Studying CLL cells in the LN microenvironment is difficult because of the rarity of LN biopsies in patients with CLL. The authors addressed this problem by using 2 independent approaches. First, they studied leukemic cells purified from the blood of patients in the early stages of treatment with ibrutinib and used the specific markers CD5 and CXCR4 to identify recent LN emigrants. Second, they used normal circulating leukemic cells that were activated in vitro through the BCR and CD40, two major signaling molecules in the LN microenvironment. Analysis of glucose uptake and mitochondrial mass confirmed that these 2 cell populations were metabolically more active, suggesting that they had been correctly selected.⁴ By using metabolomic analyses through mass spectrometry complemented with gene expression studies, the authors show that glutamine is essential in determining the more energetic profile found in bona fide LN-resident leukemic cells. Glutamine uptake is greater in these cells than in their circulating counterparts and is the main substrate of the tricarboxylic acid cycle (TCA) (see figure). These findings are consistent with recent data underlining the importance of glutamine for tumor growth and promoting increased energy production, while at the same time protecting from the excessive production of reactive oxygen species (ROS).⁵ Although the exact molecular mechanisms remain unclear, glutamine metabolism may be driven by MYC, which in CLL, is activated through BCR signaling and relies on the upregulation of selective cell surface transporters, as documented in the study by Chen et al.

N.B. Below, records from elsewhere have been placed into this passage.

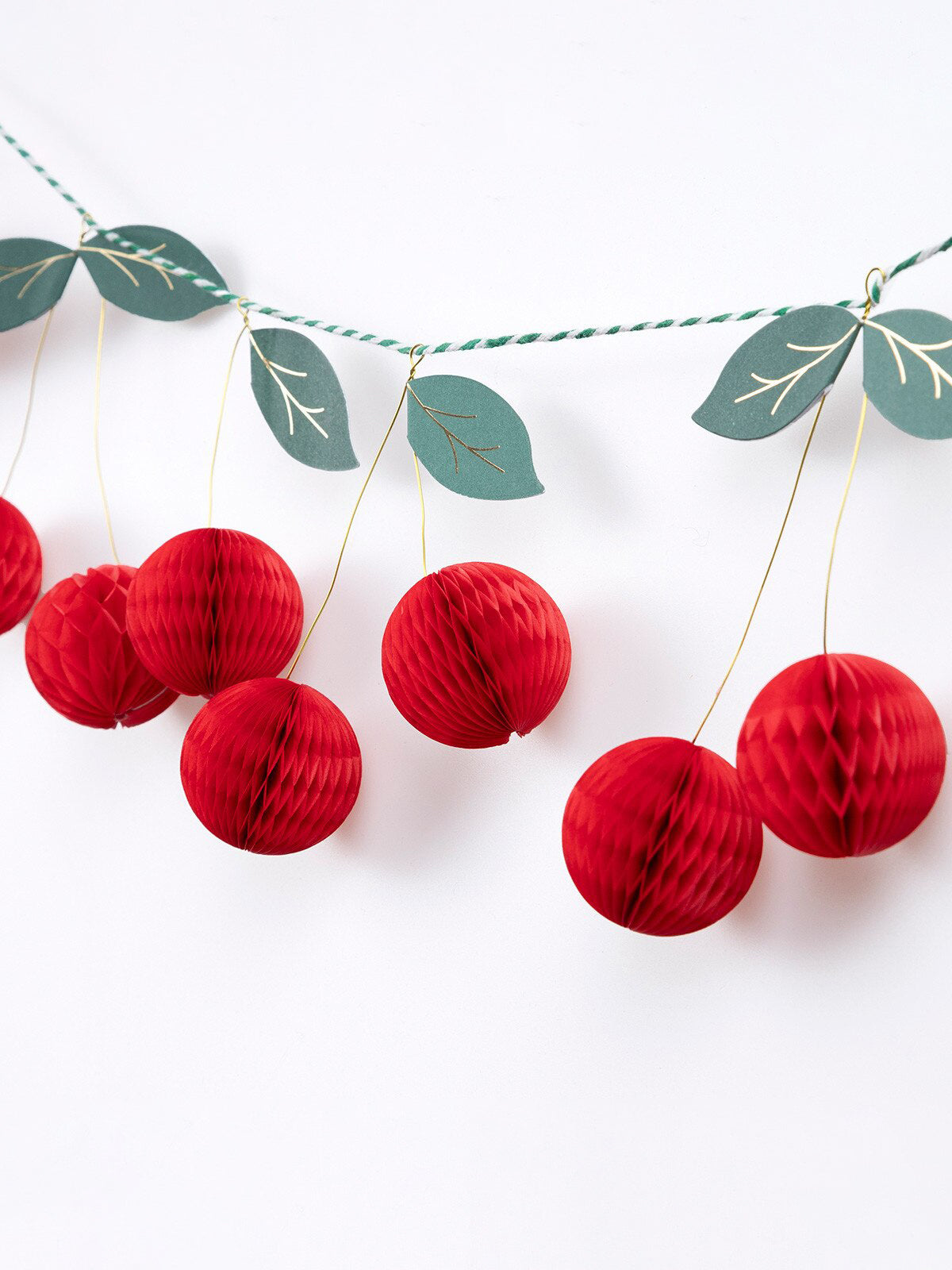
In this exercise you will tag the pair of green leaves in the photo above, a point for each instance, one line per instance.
(785, 368)
(463, 433)
(35, 272)
(466, 436)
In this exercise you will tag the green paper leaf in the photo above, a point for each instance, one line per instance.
(470, 438)
(33, 273)
(301, 398)
(908, 370)
(140, 283)
(780, 372)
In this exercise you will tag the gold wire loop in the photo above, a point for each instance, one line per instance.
(353, 514)
(240, 304)
(767, 573)
(869, 300)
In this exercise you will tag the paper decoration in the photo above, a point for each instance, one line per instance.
(908, 370)
(80, 657)
(33, 273)
(21, 565)
(842, 755)
(475, 653)
(660, 837)
(271, 766)
(140, 283)
(470, 438)
(211, 607)
(780, 372)
(301, 399)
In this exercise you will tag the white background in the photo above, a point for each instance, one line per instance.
(414, 1045)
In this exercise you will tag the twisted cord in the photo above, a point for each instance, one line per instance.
(447, 346)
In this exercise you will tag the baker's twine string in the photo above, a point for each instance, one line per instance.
(447, 346)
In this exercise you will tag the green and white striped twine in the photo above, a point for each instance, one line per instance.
(448, 346)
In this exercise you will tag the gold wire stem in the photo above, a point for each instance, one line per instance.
(839, 518)
(95, 432)
(221, 416)
(29, 402)
(353, 514)
(423, 512)
(767, 573)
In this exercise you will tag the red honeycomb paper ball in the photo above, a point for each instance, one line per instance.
(271, 766)
(660, 837)
(21, 565)
(842, 755)
(475, 653)
(80, 657)
(213, 607)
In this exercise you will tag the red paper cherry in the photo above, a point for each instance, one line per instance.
(271, 766)
(80, 657)
(21, 565)
(660, 837)
(213, 607)
(475, 653)
(842, 755)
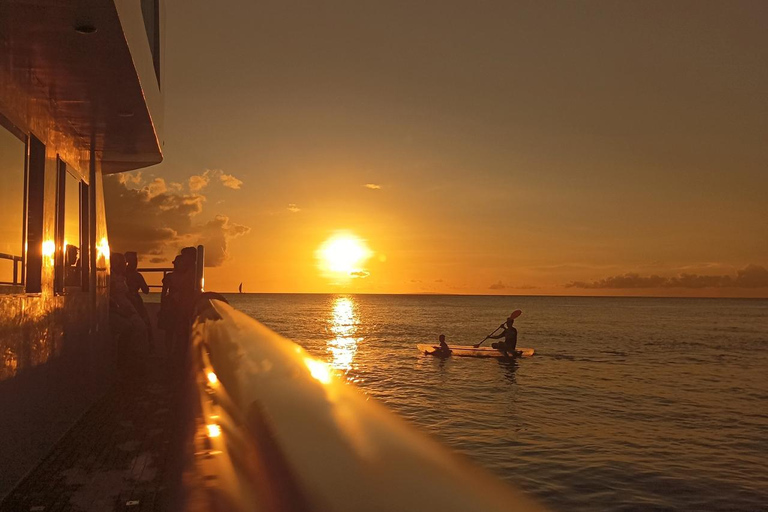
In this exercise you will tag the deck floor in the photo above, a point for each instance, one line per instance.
(122, 455)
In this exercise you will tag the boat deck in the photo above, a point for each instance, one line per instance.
(123, 454)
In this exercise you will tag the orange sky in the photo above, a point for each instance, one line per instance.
(515, 147)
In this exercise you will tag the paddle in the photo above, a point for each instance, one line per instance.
(494, 332)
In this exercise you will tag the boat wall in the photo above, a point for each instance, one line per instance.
(78, 98)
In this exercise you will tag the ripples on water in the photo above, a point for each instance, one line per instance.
(628, 404)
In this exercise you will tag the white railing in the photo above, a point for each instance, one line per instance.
(277, 430)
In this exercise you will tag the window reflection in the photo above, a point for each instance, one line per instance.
(72, 209)
(11, 207)
(344, 323)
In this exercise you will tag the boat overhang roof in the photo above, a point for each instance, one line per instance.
(55, 77)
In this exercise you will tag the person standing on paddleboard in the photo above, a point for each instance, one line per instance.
(509, 334)
(444, 350)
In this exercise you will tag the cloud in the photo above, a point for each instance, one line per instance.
(751, 276)
(215, 236)
(157, 220)
(230, 181)
(198, 182)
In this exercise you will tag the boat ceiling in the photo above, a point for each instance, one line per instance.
(56, 79)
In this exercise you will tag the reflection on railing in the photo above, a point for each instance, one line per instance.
(278, 430)
(16, 262)
(150, 270)
(343, 324)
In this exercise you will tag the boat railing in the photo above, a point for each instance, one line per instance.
(149, 270)
(277, 429)
(16, 262)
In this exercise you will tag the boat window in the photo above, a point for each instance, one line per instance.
(150, 9)
(69, 262)
(12, 155)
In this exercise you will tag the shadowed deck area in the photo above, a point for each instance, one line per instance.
(123, 454)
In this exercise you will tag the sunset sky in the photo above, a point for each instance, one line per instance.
(496, 147)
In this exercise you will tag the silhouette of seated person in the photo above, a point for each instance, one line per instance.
(125, 322)
(443, 350)
(136, 283)
(72, 274)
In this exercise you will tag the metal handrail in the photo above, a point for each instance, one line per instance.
(282, 432)
(16, 264)
(164, 270)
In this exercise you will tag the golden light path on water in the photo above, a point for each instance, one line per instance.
(343, 325)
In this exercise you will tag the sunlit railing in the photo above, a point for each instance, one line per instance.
(278, 430)
(150, 270)
(16, 262)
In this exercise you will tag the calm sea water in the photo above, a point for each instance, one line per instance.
(629, 403)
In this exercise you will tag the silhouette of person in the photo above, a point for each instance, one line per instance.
(444, 350)
(178, 299)
(124, 320)
(72, 276)
(510, 338)
(136, 283)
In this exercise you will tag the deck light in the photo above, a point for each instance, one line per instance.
(85, 28)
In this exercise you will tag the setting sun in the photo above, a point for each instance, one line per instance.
(343, 253)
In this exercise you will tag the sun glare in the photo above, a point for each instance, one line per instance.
(343, 254)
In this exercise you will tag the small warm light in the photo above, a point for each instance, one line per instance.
(49, 249)
(102, 248)
(213, 430)
(318, 370)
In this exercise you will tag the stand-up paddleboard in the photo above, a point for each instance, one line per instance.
(469, 351)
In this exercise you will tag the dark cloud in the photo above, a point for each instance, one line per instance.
(751, 276)
(156, 221)
(215, 235)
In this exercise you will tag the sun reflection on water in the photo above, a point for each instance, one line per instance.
(343, 325)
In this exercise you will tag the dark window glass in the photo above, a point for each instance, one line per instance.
(37, 248)
(69, 230)
(12, 155)
(150, 9)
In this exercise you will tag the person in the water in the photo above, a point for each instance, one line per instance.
(510, 338)
(444, 350)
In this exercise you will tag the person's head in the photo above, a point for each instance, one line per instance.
(131, 260)
(117, 263)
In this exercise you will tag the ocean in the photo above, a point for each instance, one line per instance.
(628, 404)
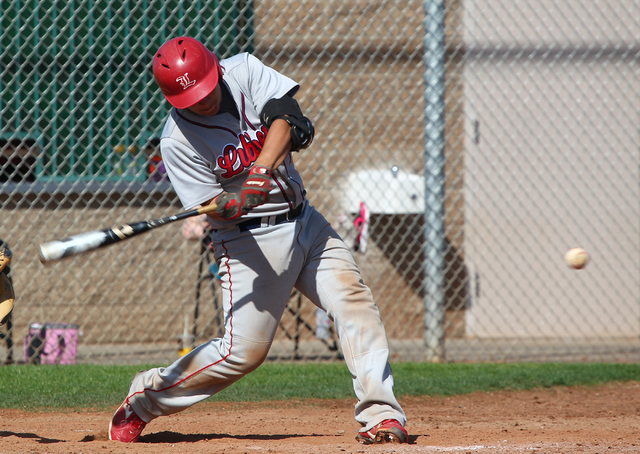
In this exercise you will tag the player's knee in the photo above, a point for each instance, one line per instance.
(247, 356)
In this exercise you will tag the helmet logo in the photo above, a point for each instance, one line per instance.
(185, 81)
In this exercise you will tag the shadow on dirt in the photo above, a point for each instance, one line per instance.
(28, 435)
(174, 437)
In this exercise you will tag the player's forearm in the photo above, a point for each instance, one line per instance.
(276, 146)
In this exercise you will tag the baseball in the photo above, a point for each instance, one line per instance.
(576, 258)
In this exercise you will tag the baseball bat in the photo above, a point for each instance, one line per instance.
(85, 242)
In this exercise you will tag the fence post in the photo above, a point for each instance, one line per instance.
(434, 245)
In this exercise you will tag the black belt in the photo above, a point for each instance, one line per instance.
(254, 223)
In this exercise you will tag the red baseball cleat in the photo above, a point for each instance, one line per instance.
(388, 431)
(125, 426)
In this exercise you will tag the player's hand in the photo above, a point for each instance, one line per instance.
(229, 206)
(255, 191)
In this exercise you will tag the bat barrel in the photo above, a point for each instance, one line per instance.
(55, 250)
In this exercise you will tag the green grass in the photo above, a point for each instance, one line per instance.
(31, 387)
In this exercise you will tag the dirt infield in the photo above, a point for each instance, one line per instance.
(558, 420)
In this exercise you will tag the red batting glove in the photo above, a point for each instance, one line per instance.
(228, 206)
(255, 191)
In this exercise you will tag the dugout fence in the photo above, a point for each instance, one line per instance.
(462, 148)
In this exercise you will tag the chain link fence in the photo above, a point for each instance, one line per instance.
(461, 149)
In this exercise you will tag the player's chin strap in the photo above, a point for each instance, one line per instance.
(287, 109)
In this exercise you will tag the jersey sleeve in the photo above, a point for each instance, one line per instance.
(265, 83)
(190, 175)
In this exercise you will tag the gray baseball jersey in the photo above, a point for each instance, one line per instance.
(206, 155)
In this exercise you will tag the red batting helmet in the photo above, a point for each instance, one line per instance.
(186, 71)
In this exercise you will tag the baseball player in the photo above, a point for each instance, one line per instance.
(7, 295)
(228, 140)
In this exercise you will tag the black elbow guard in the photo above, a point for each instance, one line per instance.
(287, 109)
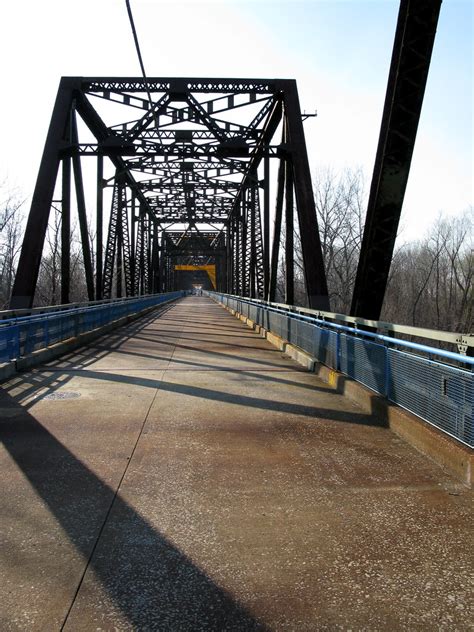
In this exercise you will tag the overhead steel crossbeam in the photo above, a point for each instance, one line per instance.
(184, 157)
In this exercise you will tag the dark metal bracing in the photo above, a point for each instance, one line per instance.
(188, 164)
(414, 39)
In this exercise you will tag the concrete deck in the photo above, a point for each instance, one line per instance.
(183, 474)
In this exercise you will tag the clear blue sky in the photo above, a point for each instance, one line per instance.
(339, 51)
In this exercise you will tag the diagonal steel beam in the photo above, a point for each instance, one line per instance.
(414, 40)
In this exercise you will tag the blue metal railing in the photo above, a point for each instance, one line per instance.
(432, 383)
(25, 334)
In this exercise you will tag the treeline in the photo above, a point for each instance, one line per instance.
(431, 280)
(430, 284)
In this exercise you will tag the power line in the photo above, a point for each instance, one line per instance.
(140, 59)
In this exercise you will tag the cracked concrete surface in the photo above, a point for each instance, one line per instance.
(183, 474)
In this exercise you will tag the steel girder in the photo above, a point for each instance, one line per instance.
(194, 162)
(414, 40)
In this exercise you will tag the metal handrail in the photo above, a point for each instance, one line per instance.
(449, 355)
(458, 339)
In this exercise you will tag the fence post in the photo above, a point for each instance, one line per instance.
(387, 372)
(338, 350)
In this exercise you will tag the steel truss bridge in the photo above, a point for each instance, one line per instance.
(197, 164)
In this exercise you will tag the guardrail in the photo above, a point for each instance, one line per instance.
(22, 335)
(431, 383)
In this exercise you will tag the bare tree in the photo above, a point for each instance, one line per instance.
(11, 229)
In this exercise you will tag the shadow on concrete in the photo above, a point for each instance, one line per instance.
(154, 585)
(238, 399)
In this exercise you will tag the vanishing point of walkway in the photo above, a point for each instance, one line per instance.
(182, 474)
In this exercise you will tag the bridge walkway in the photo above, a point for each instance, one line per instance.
(183, 474)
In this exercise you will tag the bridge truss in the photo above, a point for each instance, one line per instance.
(195, 163)
(192, 180)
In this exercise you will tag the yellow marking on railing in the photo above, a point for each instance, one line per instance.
(210, 269)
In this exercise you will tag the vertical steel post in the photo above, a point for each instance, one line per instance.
(289, 237)
(315, 275)
(277, 230)
(99, 228)
(66, 231)
(266, 225)
(119, 251)
(36, 227)
(133, 244)
(252, 207)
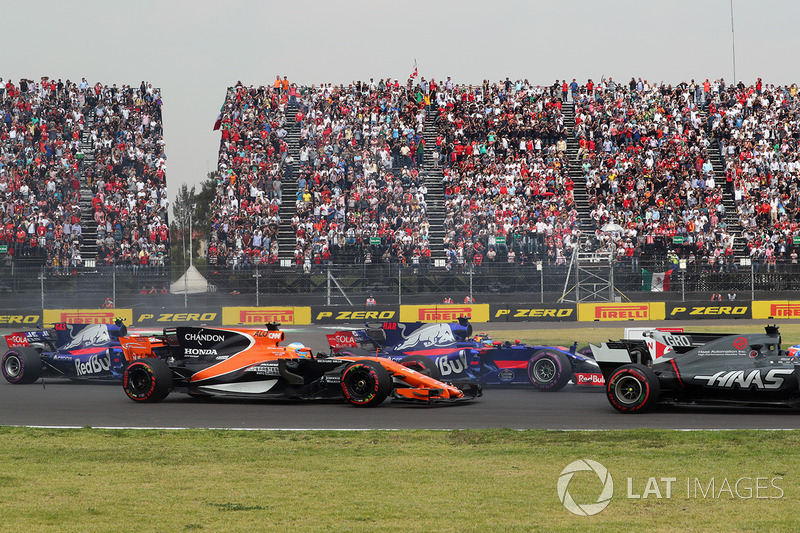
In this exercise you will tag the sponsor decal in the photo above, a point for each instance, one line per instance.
(738, 311)
(19, 319)
(506, 375)
(83, 317)
(264, 370)
(195, 352)
(528, 314)
(262, 317)
(582, 378)
(785, 310)
(446, 314)
(177, 317)
(16, 340)
(622, 312)
(427, 336)
(86, 316)
(354, 316)
(204, 337)
(745, 380)
(94, 365)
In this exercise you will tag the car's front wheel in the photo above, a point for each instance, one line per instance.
(366, 384)
(22, 365)
(423, 365)
(633, 388)
(147, 380)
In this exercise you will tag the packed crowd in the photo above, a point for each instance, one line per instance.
(41, 164)
(508, 195)
(644, 150)
(758, 131)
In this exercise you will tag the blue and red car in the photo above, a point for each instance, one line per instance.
(73, 351)
(452, 351)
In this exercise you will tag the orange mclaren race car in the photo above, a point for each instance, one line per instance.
(250, 363)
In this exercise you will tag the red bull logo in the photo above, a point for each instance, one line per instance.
(99, 317)
(266, 315)
(443, 314)
(621, 312)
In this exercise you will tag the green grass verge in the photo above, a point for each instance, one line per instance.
(790, 333)
(477, 480)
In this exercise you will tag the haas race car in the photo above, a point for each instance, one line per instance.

The idea that oncogenic signaling promotes metabolic adaptation is certainly not new, but our understanding of how CLL cells obtain energy is still incomplete. Previous studies using quiescent cells from the peripheral blood have generally concluded that CLL cells display heightened mitochondrial respiration, elevated ROS, and elevated antioxidant capacity.⁶ Those studies also addressed the issue of metabolic adaptation in and out of closed environments or in the presence of micro-environmental interactions. Interestingly, these studies identified a glycolytic switch occurring in the LNs, potentially because of the activation of the NOTCH1-MYC axis.^7,8 The Chen et al study identifies, for the first time, the glutamine dependency of CLL cells that are receiving signals from the tumor niche. These findings may be actionable: the identification of a cell surface glutamine transporter that is upregulated after MYC activation may pave the way to novel therapies. These observations are of particular importance, given the emerging resistance to targeted therapies that rely on the activation of glutamine metabolism, as is the case for KRAS–driven lung cancers.⁹ Perhaps more relevant to CLL, other studies have shown synergy between drugs that target the glutamine pathway and venetoclax in models of acute leukemia and myeloma.¹⁰ Thus, designing drugs that interrupt metabolic circuits may overcome resistance to targeted therapies.

The study by Chen et al also has limitations: first and foremost, the models adopted by the researchers may be too simplistic in terms of rebuilding a niche in vitro or the models may be misleading by analyzing cells that have already been exposed to a targeted drug. Additional work is needed to determine the actual importance of these metabolic circuits. The second important limitation is that the authors have not segregated CLL cells according to their molecular lesions: this may be important for understanding CLL progression and eventual transformation into Richter syndrome. It will be interesting to know how specific genetic lesions directly impact the metabolic pathways of these cells. What remains a fascinating mystery is why CLL cells so rapidly leave the LNs instead of remaining in a nutrient-rich, favorable environment. What is that telling us about the cell of origin?